Понимаете, нет? Они «рисуют» нам очень реальные картины. Заставляют поверить в то, что видим. Но мы с Борисом живем в разных частях Питера, и потому нам дали два разных плана реальности. Мне – атаку с севера, а ему – атаку с юга. Не было никакой атаки! Нет никаких крубаров на Земле!
– Ничего себе! – возмутился старший лейтенант Семашко. – Я второй день – сам не свой. Жена и сын погибли у меня на глазах. Растоптала боевая машина крубаров, прямо в автобусе.
– Сволочи! – выдохнул Людоед. – Как бы добраться до их глотки, а? И оружия не надо. Зубами бы порвал…
– Вот только зачем инопланетные твари это делают? – спросил Казаков, у которого будто гора с плеч свалилась. – Зачем обманывают нас, показывают то, чего нет на самом деле?
– Прививают ненависть к крубарам, – тут же отозвался Золин. – Командир, это первое, что приходит в голову.
– Пожалуй, ты прав! – немного подумав, согласился майор. – Если предположить, что мы попали в руки не к крубарам, а к кому-то другому… И те, вторые, очень хотят, чтоб мы ненавидели… Но это простой логический ход. Док, напрягись! Ты ж, кроме всего прочего, психоаналитик в группе. Какие еще варианты?
– Была у меня одна гадкая мыслишка, – признался старший лейтенант. – Уже давно звоночек в голове: динь-динь. Больно эти их… шагоходы… напоминают боевые треножники марсиан из книги Герберта Уэллса «Война миров». Все мы в детстве читали такой роман. Или видели фильм. Или слышали от друзей про схватку двух цивилизаций. Про шагающие машины, про тепловые лучи, про бессилие земных армий. Вот потому мне и показалось, что некий «кукловод» просто извлекает из нашего подсознания детские страхи. Они ведь, как известно, самые сильные и стойкие.
– Давай, давай, напрягайся, анализируй! – потребовал Казаков. – Необходимо разобраться в ситуации.

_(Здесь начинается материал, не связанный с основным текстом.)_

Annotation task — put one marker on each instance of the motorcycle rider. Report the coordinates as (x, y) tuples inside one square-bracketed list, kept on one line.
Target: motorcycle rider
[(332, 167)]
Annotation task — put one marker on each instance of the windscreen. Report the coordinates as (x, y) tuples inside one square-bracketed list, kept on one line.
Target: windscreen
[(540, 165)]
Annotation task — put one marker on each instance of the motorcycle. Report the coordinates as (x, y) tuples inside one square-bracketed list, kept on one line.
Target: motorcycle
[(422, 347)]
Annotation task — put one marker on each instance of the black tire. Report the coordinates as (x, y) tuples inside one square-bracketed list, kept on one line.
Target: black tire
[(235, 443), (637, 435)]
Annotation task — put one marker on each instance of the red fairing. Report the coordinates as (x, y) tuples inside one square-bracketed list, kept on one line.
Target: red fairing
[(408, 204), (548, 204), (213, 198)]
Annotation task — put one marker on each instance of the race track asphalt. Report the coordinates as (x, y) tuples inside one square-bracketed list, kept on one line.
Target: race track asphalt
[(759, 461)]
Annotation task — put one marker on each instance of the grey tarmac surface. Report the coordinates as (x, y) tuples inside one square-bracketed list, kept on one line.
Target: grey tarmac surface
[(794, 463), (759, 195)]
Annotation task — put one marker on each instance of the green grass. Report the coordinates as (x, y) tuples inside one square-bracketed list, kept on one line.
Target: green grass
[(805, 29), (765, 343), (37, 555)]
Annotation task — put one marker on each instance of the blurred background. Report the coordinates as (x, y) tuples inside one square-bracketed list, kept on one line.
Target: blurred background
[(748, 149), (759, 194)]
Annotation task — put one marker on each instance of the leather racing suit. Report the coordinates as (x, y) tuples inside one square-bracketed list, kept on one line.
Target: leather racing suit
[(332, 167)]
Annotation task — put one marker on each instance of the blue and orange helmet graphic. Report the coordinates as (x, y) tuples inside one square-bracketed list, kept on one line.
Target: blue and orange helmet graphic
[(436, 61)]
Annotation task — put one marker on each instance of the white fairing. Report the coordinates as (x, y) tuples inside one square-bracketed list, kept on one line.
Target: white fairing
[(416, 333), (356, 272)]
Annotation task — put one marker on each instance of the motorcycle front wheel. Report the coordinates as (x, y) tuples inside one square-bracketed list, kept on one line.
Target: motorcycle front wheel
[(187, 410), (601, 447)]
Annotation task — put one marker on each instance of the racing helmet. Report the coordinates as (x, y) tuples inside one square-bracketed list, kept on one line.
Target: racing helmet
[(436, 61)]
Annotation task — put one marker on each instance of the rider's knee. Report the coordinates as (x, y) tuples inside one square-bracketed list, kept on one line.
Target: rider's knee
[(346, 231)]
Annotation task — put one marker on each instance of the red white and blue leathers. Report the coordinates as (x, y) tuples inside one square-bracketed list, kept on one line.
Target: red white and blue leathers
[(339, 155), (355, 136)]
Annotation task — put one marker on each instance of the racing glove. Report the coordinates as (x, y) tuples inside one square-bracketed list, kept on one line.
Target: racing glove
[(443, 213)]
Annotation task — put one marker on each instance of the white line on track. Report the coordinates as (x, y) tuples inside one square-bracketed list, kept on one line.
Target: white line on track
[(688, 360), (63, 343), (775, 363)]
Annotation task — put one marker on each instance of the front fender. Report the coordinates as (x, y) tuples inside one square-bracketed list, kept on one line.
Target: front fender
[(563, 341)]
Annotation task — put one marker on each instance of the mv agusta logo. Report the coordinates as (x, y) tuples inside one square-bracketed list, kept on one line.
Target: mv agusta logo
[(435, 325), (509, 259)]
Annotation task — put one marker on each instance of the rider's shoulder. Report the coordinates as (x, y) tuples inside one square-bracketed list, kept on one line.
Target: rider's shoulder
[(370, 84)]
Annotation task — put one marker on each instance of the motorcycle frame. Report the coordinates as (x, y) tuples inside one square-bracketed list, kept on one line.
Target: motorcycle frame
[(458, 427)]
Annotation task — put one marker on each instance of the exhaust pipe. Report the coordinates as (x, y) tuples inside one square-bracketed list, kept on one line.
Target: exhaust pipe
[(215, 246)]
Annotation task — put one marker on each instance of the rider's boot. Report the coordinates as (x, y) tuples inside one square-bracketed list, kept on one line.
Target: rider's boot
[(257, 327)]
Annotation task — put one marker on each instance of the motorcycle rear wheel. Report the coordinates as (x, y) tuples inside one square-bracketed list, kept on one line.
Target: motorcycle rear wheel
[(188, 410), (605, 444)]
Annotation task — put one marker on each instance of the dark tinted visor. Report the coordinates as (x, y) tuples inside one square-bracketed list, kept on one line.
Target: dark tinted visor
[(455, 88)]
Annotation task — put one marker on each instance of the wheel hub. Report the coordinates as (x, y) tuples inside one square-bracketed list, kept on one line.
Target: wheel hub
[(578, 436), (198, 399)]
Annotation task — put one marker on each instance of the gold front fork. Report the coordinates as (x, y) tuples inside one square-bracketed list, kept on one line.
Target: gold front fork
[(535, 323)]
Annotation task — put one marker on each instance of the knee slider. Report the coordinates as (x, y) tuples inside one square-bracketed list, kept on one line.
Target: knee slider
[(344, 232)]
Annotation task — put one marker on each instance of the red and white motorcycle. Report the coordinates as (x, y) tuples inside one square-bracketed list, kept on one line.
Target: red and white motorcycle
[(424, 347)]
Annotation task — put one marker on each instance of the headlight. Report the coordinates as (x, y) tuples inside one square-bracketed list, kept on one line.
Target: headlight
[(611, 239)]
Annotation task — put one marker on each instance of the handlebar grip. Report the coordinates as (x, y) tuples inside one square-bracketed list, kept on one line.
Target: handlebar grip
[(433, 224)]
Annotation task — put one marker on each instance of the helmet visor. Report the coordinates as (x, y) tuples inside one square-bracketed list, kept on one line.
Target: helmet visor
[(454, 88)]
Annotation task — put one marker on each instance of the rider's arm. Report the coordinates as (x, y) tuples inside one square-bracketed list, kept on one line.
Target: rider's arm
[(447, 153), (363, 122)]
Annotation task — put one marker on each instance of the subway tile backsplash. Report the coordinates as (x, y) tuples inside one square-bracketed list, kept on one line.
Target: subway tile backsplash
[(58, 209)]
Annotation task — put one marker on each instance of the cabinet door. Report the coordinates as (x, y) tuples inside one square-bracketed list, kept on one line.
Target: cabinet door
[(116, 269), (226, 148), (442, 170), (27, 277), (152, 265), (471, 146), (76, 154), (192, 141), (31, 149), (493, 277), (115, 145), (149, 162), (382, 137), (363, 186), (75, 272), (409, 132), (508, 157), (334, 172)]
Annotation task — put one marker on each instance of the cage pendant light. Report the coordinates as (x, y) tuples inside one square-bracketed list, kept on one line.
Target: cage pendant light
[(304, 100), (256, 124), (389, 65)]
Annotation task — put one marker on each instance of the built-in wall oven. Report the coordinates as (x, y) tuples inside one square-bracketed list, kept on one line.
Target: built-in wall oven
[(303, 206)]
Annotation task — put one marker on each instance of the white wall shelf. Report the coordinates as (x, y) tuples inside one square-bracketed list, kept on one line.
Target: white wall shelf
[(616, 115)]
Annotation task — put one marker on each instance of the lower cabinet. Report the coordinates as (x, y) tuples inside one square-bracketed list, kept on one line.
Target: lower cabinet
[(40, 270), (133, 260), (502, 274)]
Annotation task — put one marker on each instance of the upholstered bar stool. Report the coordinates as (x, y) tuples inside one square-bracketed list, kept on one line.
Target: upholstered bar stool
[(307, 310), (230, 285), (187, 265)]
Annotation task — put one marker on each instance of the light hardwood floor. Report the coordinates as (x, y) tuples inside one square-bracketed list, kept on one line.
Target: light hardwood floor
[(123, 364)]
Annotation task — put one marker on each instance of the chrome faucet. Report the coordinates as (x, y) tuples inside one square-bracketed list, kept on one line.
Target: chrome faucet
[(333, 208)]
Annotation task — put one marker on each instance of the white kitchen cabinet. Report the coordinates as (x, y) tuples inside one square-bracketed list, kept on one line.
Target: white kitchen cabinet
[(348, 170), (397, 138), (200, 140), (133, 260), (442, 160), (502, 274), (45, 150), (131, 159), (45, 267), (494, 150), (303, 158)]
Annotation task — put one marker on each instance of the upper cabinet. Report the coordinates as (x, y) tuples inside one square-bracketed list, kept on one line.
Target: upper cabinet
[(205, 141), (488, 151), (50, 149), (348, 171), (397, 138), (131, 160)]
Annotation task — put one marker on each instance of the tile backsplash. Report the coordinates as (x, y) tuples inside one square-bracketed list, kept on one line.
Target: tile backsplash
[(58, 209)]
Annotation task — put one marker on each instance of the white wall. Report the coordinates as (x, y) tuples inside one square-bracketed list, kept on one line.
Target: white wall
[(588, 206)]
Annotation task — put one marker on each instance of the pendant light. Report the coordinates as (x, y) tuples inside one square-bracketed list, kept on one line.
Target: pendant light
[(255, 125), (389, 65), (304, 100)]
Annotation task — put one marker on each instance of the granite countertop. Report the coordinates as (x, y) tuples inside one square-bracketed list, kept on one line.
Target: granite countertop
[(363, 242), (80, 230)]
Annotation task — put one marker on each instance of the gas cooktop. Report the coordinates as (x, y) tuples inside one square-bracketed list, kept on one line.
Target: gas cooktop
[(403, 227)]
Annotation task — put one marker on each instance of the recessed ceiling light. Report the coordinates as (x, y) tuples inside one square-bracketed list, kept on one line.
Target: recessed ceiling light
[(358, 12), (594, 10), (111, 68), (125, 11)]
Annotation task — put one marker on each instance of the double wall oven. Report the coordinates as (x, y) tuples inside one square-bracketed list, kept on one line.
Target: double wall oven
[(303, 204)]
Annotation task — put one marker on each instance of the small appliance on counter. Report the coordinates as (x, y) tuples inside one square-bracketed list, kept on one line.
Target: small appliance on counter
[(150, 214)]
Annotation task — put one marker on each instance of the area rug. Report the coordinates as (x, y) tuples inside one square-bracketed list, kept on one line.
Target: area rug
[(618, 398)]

– Мне кажется, – сказал Доктор, – что нам меняют порог боли. Ну, как бы объяснить… Вот у нас на глазах убивают близких, семьи. А потом – маленькая зацепочка. Подсказка. И мы вроде бы догадываемся, что ничего такого не было. Придут новые сны – и наших жен, детей, матерей снова убьют. А мы не поверим. Еще убьют – мы снова не поверим. И так постепенно стирается грань между снами и действительностью. Нас учат легко и просто относиться к смерти близких.
– Разве можно к этому отнестись легко? – поинтересовался Семашко.
– Как только перестаешь верить, что все происходит на самом деле, осознаешь, что это игра, – все по-другому становится. Теряешь систему координат. Перестаешь отличать сон от реальности. И уже не понимаешь, кого убили на самом деле, кого «понарошку». За кого переживать, за кого нет? Сердце не может разорваться от боли за родных двадцать раз подряд.
– Ну и дела! – воскликнул Александр Тополев. – А зачем им это надо?
– Но это еще не все, – продолжил старший лейтенант Золин. – Я не договорил. Вторая часть плана – сами бойцы. Нас учат верить, что мы умираем не на самом деле. Убивают, но мы знаем: спустя какое-то время снова очнемся. Конечно, на Земле существует такое понятие, как реинкарнация. Кто-то верит в переселение душ. В то, что жизнь дается не один раз, что, умерев, ты вернешься на Землю снова. А нас не спрашивают: верим мы в это или нет. Убивают и снова воскрешают. Снова убивают, чтобы снова оживить.
– Зачем? – не выдержал Людоед, вновь перебив Максима Золина.
– Мы привыкаем умирать, – четко и медленно проговорил Доктор. – Тот, кто умер двадцать раз подряд, не может воспринимать собственную смерть как трагедию. Она становится чем-то обыденным, несмотря на чудовищную боль, которую приходится перенести. Мы умираем и снова воскресаем. Там же, в том же месте. Продолжаем делать то, что делали до смерти. В результате мы теряем систему координат, точку отсчета. Начинаем воспринимать смерть как часть нашей работы. Мол, через эту «обыденность» надо пройти. Вот и все.
– А смысл?
– Однажды тренировки закончатся, и нас пошлют на смерть. Настоящую, – закончил старший лейтенант Золин. – Будем думать – по привычке, из-за нарушения системы координат, – что это полусон-полуявь. Что нам все позволено. Есть задача, которую надо выполнить любой ценой. Какая разница, умрешь ты или нет? Все равно оживят! За спиной – десятки таких случаев…
Но там, куда нас пошлют, чудес не бывает. Там смерть – это смерть. Инопланетяне смотрят, выжидают, когда мы привыкнем к собственной гибели. К боли. И вот тогда поручат какую-то особую миссию, причем шансов на возвращение уже не будет. Потому что мы умрем по-настоящему.